Originally Posted by Gray's Mommy
I totally agree. I have been a certified doula for 6 years & get so irked when a brand new doula starts off her fees with what I charge. They may have the passion, but they don't have the experience to back it up. I bumped up my fee similar to the above schedule. I'm in the DFW area & the most I have ever seen was $800 for just a birth doula.
Just an idea, but maybe if brand new doulas in your area are charging and GETTING the same fee as you, perhaps it's time for you to raise your fee?
Also, as in any job where you start out at a certain rate and move up yearly or so, I think it's fair to charge 10-25% less for new doulas and then raise their fees as they gain experience and/or additional skills/certifications.
For example, a friend of mine started a good job at $14 per hour and is now making $20 per hour, 4 years later. He certainly does MORE work MORE efficiently now, after 4 years on the job, so I think the compensation is fair too.
So if an experienced doula is charging $1000 in her area, I think charging $750 - $850 is a good deal for a new doula. She will get clients who may not want to pay the $1000 fee, but she will also get more of the bargain hunters that the experienced doula has learned how to weed out. For those who prefer or really need an experienced doula, they will find a way to pay the extra fee.
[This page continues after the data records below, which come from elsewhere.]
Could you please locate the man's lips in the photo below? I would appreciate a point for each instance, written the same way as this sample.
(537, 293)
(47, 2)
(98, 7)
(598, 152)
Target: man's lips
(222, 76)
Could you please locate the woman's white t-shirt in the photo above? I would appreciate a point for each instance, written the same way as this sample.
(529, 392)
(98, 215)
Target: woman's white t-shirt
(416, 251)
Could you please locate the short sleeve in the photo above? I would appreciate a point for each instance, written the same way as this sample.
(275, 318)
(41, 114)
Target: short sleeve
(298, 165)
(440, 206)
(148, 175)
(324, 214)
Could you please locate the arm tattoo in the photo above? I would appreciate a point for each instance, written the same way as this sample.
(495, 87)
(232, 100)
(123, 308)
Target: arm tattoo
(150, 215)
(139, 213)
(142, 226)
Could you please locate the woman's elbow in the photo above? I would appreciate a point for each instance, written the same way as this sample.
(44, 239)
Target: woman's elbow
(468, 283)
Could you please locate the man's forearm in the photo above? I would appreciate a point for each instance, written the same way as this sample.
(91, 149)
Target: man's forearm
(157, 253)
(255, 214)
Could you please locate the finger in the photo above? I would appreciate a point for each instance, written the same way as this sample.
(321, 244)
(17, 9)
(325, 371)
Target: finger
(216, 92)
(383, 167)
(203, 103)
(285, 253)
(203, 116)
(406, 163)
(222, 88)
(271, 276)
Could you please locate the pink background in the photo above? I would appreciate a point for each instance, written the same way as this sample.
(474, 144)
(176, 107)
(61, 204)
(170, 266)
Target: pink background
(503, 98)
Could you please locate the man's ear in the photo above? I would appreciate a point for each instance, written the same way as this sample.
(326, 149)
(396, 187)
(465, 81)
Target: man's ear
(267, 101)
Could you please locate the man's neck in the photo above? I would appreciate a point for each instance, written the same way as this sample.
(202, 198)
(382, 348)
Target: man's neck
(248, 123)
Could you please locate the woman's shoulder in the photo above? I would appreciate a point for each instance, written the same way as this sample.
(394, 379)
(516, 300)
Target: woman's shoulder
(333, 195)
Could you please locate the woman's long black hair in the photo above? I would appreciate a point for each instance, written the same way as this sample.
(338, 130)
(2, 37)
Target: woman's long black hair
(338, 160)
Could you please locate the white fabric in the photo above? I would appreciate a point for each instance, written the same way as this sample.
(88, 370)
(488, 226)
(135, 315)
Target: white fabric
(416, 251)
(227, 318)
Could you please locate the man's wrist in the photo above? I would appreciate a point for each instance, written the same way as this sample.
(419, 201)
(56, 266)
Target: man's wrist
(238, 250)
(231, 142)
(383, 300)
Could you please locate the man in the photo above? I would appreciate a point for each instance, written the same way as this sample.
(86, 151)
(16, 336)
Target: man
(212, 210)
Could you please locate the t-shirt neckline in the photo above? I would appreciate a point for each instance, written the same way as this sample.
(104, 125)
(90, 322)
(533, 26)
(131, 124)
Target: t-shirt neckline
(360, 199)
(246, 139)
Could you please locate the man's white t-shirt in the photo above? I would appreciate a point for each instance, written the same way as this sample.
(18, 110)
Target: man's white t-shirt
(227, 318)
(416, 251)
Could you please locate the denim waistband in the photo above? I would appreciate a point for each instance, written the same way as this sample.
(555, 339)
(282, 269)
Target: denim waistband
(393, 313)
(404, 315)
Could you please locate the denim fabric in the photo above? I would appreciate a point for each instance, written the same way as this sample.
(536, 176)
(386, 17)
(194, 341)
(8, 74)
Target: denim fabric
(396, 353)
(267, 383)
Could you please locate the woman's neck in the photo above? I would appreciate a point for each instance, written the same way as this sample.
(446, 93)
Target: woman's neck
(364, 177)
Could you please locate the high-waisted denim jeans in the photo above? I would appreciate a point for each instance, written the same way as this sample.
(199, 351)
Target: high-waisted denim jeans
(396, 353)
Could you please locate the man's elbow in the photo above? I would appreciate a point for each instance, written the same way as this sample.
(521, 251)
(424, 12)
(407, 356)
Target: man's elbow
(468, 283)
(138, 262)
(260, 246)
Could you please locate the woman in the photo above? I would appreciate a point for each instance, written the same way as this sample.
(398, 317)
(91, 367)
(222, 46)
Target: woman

Asking a new doula to NOT charge ANYTHING? for her services sounds absurd!!! I never NOT charged a fee when I started, except for the friends births I attended where I discovered my passion for birth and women and this work.
Getting paid less for less experience just holds true in almost ANY job. Interns who work for free are usually in school and "have" to work for free to break into the industry. If a new doula chooses to attend births with an experienced doula and is learning, and not being paid, I would think that would be fair. If a new doula is doing all the work, she deserves to be paid for her time!!! If she values her time at $5 per hour or $40 per hour, it's up to her, of course, but I will maintain that most women in this and many other industries still undervalue themselves.
Women still make, on average, $.70 for every DOLLAR that a MAN makes in THE SAME JOB!
I think it all works out well when doulas respect each other and work together and communicate. Conversely, things can become uncomfortable and downright "bad" when doulas purposely undercut, trash-talk, undermine, etc.... we all need to act professionally and present the profession in the best light possible.